Why a man from Vancouver hasn’t eaten in 25 days

“He risks damage to vital organs and dangerous heart rhythms that can be fatal.”

For Brent Eichler, hunger pangs are a minor pain to endure compared to the unprecedented threat humanity faces from climate change.

The Vancouver-based environmental lawyer puts his physical well-being on the line in an effort to save British Columbia’s last remaining virgin forests.

Now, on his 25th day without food, the 57-year-old tells Vancouver is amazing in a telephone interview that he is not very hungry.

“It’s a bit difficult for the first three days and then it gets pretty easy,” he explains. “Mentally I feel pretty good.”

While he doesn’t feel extreme hunger, the Save Old Growth and Extinction Rebellion member says he probably won’t last much longer and doctors visit him daily.

dr. Tim Takaro, who keeps an eye on him, says: “Brent shows incredible stamina, but feels the effects of hunger. He continues to lose weight – almost 20 pounds – and muscle mass. He is weak and has trouble keeping warm.

“He risks damage to vital organs and dangerous heart rhythms that can be fatal.”

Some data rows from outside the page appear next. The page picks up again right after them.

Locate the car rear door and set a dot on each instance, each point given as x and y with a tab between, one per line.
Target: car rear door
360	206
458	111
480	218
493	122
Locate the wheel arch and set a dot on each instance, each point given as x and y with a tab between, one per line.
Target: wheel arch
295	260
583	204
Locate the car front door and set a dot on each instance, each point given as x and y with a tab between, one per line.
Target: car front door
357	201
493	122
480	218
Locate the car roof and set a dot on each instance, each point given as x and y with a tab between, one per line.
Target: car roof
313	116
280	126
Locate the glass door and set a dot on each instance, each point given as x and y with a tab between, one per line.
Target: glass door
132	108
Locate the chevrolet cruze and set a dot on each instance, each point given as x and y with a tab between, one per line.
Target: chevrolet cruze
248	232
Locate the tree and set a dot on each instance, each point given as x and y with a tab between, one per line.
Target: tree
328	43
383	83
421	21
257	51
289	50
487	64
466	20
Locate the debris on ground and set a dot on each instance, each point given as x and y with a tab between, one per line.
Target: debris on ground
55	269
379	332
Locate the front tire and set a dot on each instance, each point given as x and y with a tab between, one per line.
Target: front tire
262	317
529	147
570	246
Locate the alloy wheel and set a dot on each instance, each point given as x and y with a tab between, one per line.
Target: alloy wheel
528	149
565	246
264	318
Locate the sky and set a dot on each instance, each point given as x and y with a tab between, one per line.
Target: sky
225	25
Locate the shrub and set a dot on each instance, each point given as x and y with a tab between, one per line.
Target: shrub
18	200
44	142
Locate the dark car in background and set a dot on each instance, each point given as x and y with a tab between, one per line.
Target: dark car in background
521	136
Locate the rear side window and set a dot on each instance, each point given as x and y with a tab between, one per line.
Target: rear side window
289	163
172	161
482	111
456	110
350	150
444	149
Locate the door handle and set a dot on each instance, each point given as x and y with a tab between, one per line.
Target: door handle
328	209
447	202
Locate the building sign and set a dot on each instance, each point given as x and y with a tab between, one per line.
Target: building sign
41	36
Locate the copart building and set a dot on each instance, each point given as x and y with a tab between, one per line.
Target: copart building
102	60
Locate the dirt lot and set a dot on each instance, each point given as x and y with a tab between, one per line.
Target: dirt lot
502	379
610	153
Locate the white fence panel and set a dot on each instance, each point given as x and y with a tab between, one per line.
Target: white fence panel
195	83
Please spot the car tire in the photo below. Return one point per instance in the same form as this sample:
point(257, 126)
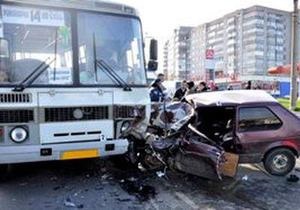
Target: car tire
point(279, 162)
point(4, 172)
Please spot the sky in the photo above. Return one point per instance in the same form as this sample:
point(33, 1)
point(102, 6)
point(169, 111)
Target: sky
point(160, 17)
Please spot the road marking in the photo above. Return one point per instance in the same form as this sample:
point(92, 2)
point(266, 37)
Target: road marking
point(187, 200)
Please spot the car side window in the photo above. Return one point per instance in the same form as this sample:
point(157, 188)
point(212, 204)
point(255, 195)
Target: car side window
point(257, 119)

Saving the Civil Resistance Movement Old Growth

Eichler will be joined by attorney Howard Breen, 69, who will also retire from liquids on Earth Day (April 22). Breen is currently under house arrest for an act of civil disobedience related to the Save Old Growth protests.

The couple’s hunger strike is part of the civil resistance movement Save Old Growth, which has been blocking major roads and bridges, including the Trans Canada Highway, since mid-January.

When asked why he chose to go on a hunger strike rather than protest with the group, Eichler notes that he is on probation because he has been “arrested so many times” and jokes that his “cowardice” keeps him from jail time. to risk.

Because he couldn’t protest in the street this time, the lawyer had to look for an alternative way to sound the alarm. He hopes to persuade the Minister of Forests, the Honorable Katrine Conroy, to organize a public meeting on the protection of the last remaining old-growth forests in the province.

“At a certain point in my life, like two years ago, I decided that my goal was to do what I can to save what’s left of nature and also the future of human civilization, because I believe that both things are in very good condition. danger now,” he explains.

David Suzuki told VIA in an earlier interview that he understands why Extinction Rebellion engages in civil disobedience, adding that humanity is on a “suicidal path”.

According to the iconic Canadian environmentalist, time is running out to prevent the most terrifying aspects of climate change. He is therefore not surprised that the youth of Vancouver are taking to the streets to protest against the government’s inaction.